2.3
On the origin of tropical Atlantic SST biases in coupled general circulation models
Ingo Richter, IPRC, SOEST, Honolulu, HI; and S. P. Xie
Coupled ocean-atmosphere general circulation models typically exhibit serious biases in the mean state of the tropical Atlantic. Most conspicuous among those is the reversal of the zonal SST gradient along the equator in the annual mean. While these biases have drawn considerable attention a comprehensive understanding of the problem remains elusive. In this study we analyze output from models of the Intergovernmental Panel on Climate Change (IPCC) as well as the Atmospheric Model Intercomparison Project (AMIP) with a focus on the climatological annual cycle in the Climate of the 20th Century experiments.

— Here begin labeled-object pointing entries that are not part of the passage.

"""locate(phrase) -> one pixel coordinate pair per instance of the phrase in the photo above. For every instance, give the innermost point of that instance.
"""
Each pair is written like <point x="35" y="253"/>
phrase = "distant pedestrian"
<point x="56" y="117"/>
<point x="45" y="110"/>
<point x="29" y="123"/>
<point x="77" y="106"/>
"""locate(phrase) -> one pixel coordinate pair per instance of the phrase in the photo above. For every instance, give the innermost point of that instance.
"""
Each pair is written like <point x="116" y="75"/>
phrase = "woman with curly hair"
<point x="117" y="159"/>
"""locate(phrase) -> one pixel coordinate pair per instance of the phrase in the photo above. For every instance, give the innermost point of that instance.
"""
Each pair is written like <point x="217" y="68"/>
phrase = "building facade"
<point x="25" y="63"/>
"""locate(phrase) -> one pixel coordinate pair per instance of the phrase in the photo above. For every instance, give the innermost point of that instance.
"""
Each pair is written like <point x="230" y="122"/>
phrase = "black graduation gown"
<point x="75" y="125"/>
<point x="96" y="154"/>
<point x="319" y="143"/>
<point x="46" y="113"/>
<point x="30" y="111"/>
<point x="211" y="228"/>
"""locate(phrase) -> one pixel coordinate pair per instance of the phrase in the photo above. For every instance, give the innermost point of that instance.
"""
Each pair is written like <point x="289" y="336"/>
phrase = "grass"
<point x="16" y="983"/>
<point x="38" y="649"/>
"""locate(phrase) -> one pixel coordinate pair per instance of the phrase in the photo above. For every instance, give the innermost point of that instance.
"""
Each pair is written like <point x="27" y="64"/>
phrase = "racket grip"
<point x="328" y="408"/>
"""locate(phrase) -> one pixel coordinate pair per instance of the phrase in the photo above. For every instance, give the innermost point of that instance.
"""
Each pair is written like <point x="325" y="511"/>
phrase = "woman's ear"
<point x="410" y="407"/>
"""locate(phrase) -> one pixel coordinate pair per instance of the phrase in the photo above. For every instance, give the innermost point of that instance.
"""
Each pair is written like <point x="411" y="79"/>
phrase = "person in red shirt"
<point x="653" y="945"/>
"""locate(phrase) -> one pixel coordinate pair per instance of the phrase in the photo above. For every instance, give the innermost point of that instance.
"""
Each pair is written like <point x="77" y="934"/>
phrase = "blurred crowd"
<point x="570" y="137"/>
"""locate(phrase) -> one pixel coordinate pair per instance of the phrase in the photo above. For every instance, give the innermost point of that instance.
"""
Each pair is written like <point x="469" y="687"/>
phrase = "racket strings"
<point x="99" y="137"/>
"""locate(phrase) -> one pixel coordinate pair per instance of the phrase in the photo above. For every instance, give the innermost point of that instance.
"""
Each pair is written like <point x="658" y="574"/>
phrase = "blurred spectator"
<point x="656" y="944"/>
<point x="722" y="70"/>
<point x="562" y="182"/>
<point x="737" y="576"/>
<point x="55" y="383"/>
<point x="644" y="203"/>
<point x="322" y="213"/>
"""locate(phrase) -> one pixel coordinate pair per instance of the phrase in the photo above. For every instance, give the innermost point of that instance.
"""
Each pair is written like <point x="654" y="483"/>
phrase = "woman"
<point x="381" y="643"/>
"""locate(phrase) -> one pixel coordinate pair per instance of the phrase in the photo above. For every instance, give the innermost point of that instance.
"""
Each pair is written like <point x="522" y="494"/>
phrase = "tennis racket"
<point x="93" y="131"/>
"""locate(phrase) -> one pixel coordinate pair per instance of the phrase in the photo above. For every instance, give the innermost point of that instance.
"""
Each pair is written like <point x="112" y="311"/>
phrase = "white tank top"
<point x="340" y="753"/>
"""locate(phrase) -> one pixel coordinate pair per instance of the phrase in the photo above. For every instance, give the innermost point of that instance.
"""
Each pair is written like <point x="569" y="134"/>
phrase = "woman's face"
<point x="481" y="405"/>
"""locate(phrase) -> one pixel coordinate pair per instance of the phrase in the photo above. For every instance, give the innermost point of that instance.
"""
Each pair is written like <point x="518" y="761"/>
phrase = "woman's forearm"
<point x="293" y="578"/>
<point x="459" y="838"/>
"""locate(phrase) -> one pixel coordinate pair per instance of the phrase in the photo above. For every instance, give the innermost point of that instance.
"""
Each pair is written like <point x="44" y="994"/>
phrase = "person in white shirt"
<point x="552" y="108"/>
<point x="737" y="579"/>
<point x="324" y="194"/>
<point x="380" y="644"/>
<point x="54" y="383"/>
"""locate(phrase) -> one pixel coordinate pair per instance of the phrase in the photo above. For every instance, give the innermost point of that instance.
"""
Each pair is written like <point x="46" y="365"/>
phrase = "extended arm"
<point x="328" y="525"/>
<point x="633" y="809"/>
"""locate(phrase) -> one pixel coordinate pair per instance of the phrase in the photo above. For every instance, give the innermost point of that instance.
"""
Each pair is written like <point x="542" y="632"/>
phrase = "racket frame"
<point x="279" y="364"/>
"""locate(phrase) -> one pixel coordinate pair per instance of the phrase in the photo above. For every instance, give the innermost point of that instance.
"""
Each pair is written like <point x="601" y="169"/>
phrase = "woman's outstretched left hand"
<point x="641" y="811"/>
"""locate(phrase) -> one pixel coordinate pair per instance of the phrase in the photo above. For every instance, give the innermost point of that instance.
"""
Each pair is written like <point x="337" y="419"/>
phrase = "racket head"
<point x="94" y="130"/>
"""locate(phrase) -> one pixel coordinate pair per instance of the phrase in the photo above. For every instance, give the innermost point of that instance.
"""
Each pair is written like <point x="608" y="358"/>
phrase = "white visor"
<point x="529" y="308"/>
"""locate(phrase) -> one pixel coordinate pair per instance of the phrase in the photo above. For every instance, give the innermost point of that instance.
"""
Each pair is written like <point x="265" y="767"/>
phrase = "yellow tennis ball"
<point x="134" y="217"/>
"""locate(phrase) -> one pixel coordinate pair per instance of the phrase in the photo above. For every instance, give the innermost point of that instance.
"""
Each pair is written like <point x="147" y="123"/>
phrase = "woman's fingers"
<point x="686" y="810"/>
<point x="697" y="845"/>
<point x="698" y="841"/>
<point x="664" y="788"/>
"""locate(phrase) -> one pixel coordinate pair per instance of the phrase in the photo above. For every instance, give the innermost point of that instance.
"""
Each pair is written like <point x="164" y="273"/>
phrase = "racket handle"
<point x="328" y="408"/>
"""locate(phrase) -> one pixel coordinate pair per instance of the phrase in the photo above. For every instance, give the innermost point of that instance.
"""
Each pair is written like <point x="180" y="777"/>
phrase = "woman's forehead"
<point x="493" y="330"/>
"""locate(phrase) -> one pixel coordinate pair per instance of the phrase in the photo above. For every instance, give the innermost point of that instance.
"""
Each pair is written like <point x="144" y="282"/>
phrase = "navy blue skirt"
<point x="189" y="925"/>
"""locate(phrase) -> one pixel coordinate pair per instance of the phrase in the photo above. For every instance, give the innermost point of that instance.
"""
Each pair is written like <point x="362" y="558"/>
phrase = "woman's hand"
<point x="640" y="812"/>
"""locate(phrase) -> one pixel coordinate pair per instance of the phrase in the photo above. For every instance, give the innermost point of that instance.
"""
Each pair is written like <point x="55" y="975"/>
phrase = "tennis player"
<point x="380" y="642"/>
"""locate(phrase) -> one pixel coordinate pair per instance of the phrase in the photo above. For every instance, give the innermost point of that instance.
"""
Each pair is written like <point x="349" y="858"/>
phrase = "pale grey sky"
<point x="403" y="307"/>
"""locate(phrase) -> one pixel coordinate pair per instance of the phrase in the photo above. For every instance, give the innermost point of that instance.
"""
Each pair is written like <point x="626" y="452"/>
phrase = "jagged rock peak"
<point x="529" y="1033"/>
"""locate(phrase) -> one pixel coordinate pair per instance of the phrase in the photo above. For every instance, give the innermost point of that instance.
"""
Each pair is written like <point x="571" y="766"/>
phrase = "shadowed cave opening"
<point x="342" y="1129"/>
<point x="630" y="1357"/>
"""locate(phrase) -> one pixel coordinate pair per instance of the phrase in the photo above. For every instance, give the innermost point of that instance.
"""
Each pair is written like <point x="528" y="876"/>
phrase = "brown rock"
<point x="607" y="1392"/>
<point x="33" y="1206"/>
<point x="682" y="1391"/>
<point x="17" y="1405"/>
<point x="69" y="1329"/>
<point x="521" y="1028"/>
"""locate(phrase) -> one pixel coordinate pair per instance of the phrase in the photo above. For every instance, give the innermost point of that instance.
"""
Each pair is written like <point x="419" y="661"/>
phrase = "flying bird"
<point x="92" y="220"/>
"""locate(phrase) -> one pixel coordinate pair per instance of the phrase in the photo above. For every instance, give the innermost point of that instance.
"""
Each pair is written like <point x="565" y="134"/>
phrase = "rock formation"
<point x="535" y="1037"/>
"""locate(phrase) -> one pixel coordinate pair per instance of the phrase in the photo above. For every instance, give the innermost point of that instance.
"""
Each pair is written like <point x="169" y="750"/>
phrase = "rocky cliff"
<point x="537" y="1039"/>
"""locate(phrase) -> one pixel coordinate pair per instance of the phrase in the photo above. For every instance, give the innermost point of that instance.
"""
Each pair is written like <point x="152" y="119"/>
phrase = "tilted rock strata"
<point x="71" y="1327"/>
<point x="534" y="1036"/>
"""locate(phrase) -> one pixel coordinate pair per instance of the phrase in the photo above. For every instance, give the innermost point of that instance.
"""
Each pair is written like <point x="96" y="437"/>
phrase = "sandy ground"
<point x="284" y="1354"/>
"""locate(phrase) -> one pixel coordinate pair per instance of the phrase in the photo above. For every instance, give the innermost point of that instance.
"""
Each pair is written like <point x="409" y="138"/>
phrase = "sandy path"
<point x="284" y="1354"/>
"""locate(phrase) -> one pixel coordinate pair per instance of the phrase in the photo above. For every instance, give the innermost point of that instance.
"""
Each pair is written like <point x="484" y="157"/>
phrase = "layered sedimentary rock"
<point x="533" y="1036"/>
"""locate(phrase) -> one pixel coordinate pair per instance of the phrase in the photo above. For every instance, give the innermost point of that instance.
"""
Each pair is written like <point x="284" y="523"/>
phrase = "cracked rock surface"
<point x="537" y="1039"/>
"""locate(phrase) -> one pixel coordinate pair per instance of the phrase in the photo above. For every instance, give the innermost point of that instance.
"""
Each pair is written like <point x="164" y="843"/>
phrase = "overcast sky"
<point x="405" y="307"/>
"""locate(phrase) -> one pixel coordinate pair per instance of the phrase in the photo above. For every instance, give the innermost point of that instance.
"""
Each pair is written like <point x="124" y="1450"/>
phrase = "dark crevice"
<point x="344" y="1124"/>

All the models examined feature a warm SST bias in the eastern equatorial Atlantic that typically peaks around July with maximum amplitudes in the models ranging from 2 to 6 K. This warm bias is preceded by a westerly bias in equatorial surface winds during spring that deepens the thermocline. In the following months, as the cross-equatorial surface winds intensify due to the developing West African monsoon, the unrealistically deep thermocline in the models reduces the cooling effect from equatorial upwelling and thus contributes to the warm bias in the simulations. The AMIP counterparts of the IPCC models exhibit a similar albeit weaker bias in surface winds. This indicates that the problem originates in the atmospheric components and is amplified by air-sea interaction in the coupled system. Thus a significant potential for improvement of coupled models in the tropical Atlantic might be achieved by a detailed analysis of the performance of their uncoupled atmospheric components in spring.
.Session 2, Coupled ocean-atmosphere interactions and their contribution to climate variability on all time scales (Part II)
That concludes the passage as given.